Danişyan savunmasını şu şekilde imzalamıştı: Halkın Fedaisi Keramet Danişyan: 8 Şubat 1974.
İran’da hiçbir Marksist politik mücadeleye bu ifade üzerine kafa yormadan girmemiştir. “Fedai”, mücadelenin doğasına atıfta bulunmak amacıyla hem Marksistlerin hem de Müslümanların kullandığı bir kelimedir. İslamî bir kökeni bulunan bu kelime doğrudan şehadet anlayışından kaynaklanır. Öncelikle hayatın feda edileceğine ve ölüneceğine dair gerçek kabul edilmelidir. Davaya ve ilerlemeye anlamını veren budur. Fedai olarak yaşamak, bencillik etmeden yaşamak demektir. Dava uğruna canını vermek, nihai bir hedef için insanın tüm malını mülkünü feda etmesi gibi bir anlama sahiptir. Halkın Fedaileri örgütünün popüler ettiği ünlü bir şarkıda dendiği gibi, “halkın yolunda bir kişi canını verse binler kalkar ayağa.” Burada esasen dava uğruna hayatını feda etmenin beyhude olmadığı üzerinde durulmaktadır. Müslümanlar da İslam’ın şehitleri olan Ali’nin, Hüseyin’in ve (Hüseyin’in Kerbela’da şehit düşen kardeşi) Abbas’ın güzel bir geleceğin yaşanabilmesi için öldüklerine inanırlar. Mesele, İslam denilen davanın yüceliğini ortaya koymaktır. Dava uğruna hayatını feda etme üzerine kurulu bu kültür, İran’da hüküm süren geleneğin parçasıdır. Şii inancına göre İslam şehidi Hüseyin’in kaderini taklit etmek, cennetin kapılarını aralayacaktır.[11] Marksistler de bu fikri kabul etmişler, onu politik mücadeleye metafizik tarzda girme noktasında başvurulacak bilimsel bir yöntem olarak görmüşlerdir. Bilimsel olmayan şehadet yöntemi zaferle ilişkilidir ama onun Marksizmdeki bilimsel yöntemle uyumsuz oluşu ortada net bir çelişkinin bulunduğunu göstermektedir.
Abdurrahim Cevadzade
[Kaynak: Marxists into Muslims: The Iranian Irony, Doktora Tezi, 2007, Florida International University.
Ayrıca bakınız: Kızıl Gül
Dipnotlar
[1] Metafizik olmasının sebebi, şehadetin şehidin mücadelesi ve ölümü aracılığıyla devrimi ve direnişi aşma umudu vermesidir. Bir şehidin ölümü, şehadet eylemine tanık olanlarda direniş fikrini ve direnişin gerekli olduğuna dair görüşü canlandırmak ve bu fikri onlara aşılamak için kullanılır.

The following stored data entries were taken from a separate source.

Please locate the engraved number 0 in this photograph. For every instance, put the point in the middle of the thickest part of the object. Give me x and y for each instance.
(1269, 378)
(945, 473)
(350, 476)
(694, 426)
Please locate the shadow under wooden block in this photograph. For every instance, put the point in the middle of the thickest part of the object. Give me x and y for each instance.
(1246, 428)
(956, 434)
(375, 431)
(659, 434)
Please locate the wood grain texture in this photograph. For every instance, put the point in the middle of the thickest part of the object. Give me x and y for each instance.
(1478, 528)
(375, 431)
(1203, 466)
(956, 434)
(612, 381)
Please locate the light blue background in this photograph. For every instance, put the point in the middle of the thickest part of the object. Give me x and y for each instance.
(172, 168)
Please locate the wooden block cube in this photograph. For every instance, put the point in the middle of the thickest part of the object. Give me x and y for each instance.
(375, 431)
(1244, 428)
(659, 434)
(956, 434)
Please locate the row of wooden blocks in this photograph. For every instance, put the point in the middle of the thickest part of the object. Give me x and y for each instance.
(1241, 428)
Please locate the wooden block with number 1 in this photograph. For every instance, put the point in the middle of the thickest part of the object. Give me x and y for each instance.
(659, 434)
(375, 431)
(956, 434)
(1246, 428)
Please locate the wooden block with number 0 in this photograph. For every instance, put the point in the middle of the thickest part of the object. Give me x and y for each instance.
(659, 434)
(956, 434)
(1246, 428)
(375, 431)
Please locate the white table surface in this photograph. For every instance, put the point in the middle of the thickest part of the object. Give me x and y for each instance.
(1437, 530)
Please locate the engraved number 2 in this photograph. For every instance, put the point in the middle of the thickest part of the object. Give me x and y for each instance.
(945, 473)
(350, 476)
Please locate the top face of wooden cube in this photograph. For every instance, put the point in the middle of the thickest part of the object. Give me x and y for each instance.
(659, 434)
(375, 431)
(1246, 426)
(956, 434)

[2] Şah ailesine komplo kurma iddiasıyla Şah rejimince idam edilen devrimci Marksist şair.
[3] Gülesorhi ile aynı suçlamalar üzerinden rejim tarafından idam edilen devrimci Marksist.
[4] Alireza Samakar. 2002. Man Yek Shooreshiam (“Ben İsyancıyım”). Tahran: Sahand Publishers. s. 74.
[5] A.g.e. s. 76.
[6] Bu liste milliyetçileri, Müslümanları ve Marksistleri içermektedir. Bahsi geçen isimler yabancı ve yerli zalimlere karşı verdikleri mücadeleleriyle bilinen önemli kişilerdir.
[7] Samakar, s. 78.
[8] A.g.e.
[9] İlk başta beş kişi idama mahkûm edildi. Mahkemenin ilk günü televizyonda yayınlandı, bu sayede Gülesorhi ile Danişyan’ın sözleri dinlendi. Bu sayede İran genelinde yeni bir politik ortam oluştu. Samakar’a göre mahkeme sürecinin televizyondan yayınlanması Şah’a yönelik nefretin daha da artmasına sebep oldu. Halkı sakinleştirmek için Şah’ın serbestiyeti öngören politik bir ortamı oluşturacağına dair iddiasını doğrulamak adına ikinci bir şans daha verildi. Beş gün sonra tövbe edip pişmanlıklarını bildirmeleri için tüm sanıkların ikinci bir savunma yapmaları istendi. Ölüm cezasına çarptırılmış olan üç kişi tövbe etti ve cezaları hapis cezasına çevrildi. Tövbe etmeyen Danişyan ve Gülesorhi tekrar ölüm cezası aldı.
[10] Samakar, s. 81.
[11] Fereydoun Hoveyda. 2004. The Shah and the Ayatollah: Iranian Mythology and Islamic Revolution. West Port: Prager.